Last night saw the debut of the last stretch of Wonder Woman marketing just ahead of its release on June 2nd. And while there’s been quite of bit of digital press spent on the perceived dearth of Wonder Woman ads, it seems just as likely that the studio was waiting for the release of the 10-ton gorilla that is Guardians of the Galaxy Vol 2 – which raked in $145 million this weekend.

Don’t worry y’all, Wonder Woman is indeed going to be treated like the big deal it is, and I fully expect you’re going to see a deluge of ads over the next few weeks as WB is desperately trying to right this DC Films ship.


Good trailer, as all three have been, but that music was a bit cringe inducing. Say what you will about Zack Snyder, but his movies all have pretty good trailer needle drops, in comparison (less so in the actual films, where this stuff really counts, of course).

I’m hearing lots of conflicting things about this one. Most of my press buddies are quietly confident, having met with the director and the production team a few times. But I’ve heard some worry out there too. I continue to keep my fingers crossed that the former scenario proves true, I know Patty Jenkins and company are working very hard on this one.

Only a few weeks left to go.


  1. My wife was highly irritated that Warner Bros chose to spend money advertising a film before Guardians of the Galaxy and that film was Dunkirk instead of Wonder Woman. A trailer that stuck out like a sore thumb amid all of the other franchise genre pictures advertised in front of the movie at our theater (not just the Disney products of Star Wars, Spider-man, Thor and Pirates of the Caribbean, but also Transformers and Alien). She’s seen trailers for Wonder Woman in front of so-called “chick flicks” for months when she goes out with her friends for movie night, but neither of us have seen a single one in front of an action movie yet.
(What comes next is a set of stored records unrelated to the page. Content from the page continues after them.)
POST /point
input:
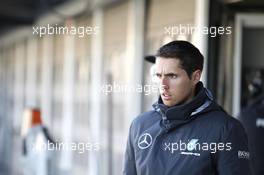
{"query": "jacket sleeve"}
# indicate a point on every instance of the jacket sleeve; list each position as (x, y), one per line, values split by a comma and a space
(129, 165)
(234, 160)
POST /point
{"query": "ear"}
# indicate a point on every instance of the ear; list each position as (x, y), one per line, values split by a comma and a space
(196, 76)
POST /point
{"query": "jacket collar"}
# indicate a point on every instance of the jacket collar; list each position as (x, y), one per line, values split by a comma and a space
(183, 112)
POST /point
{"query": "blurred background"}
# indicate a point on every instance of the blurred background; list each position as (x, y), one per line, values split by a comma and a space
(64, 75)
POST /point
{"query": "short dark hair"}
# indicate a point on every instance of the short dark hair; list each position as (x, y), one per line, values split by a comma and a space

    So I can see where the critics are coming from. I know that the only reason I’ve seen as much Wonder Woman promotion as I have is because I read comicbook websites and I actively seek it out.

  2. Sounds like WB is trying to market this to women, and has a narrow idea of what women like. Women DO go to action movies (although few guys attend “chick flicks” unless dragged there by a wife or girlfriend).

    I did see an earlier Wonder Woman trailer before LOGAN, so what Jer is talking about isn’t the case everywhere.

  3. I hope all the regulars here will see WONDER WOMAN, because if it flops, it will be a dozen years before another big-budget movie about a female superhero is made.

  4. That Brie Larson Captain Marvel will definitely still happen, no matter what, thankfully. So I think that maybe lessens some of the pressure, especially if Wonder Woman ends up being on-par with the rest of the recent DC movie output.

  5. Oh Grod – I hope that Wonder Woman is better than the recent DC movie output. It wouldn’t take much.

    So far the trailers have me hopeful in a way that neither BvS nor Suicide Squad managed. I was cautiously optimistic about Suicide Squad after the first trailer, but subsequent news about reshoots and recuts to make the movie more like the trailer killed that optimism. At least with WW the trailers have been pretty consistent about the kind of movie it’s going to be and nobody has said anything about people scrambling behind the scenes to “fix” the movie at the last minute (which is never a good sign).

  6. Only thing I see that might hurt WW at the box office: it’s a period piece set during World War I, a war that doesn’t resonate much with Americans today. (It’s not WWII, Vietnam, or Iraq/Afghanistan.) Does the average young American even know who we fought in WWI … or in which century it took place? Maybe the movie will tell them!

    And those songs in the trailer are really lame. I hope they’re just in the trailer and not in the movie. At least the visuals are impressive.

  7. You know, George, I’ve had a similar thought…it then led me down the rabbit hole of: just how many WW I movies could I think of? On first blush, All Quiet on the Western Front, Lawrence of Arabia, and Paths of Glory come immediately to mind. But it’s a rarely pulled from conflict for cinema, I’m pretty excited about that aspect.

  8. Kyle: GALLIPOLI was an excellent movie set during WWI. And quite a few silent films dealt with it, including WINGS, THE BIG PARADE, and WHAT PRICE GLORY? And early talkies such as HELL’S ANGELS and THE DAWN PATROL. And a bit later there was SERGEANT YORK.

    But the films about WWII and Vietnam greatly surpass the number about WWI. One problem, I think, is that WWI is generally regarded as a horrific and futile slaughter, with millions dying miserably in trenches for no real reason. Almost all the best books and movies about that war are anti-war. American movies of the ’20s and ’30s depicted WWI as an American defeat. It was the Lost Generation’s version of Vietnam.

    So if you want to make an inspiring, flag-waving movie about war, WWI is not the one to choose!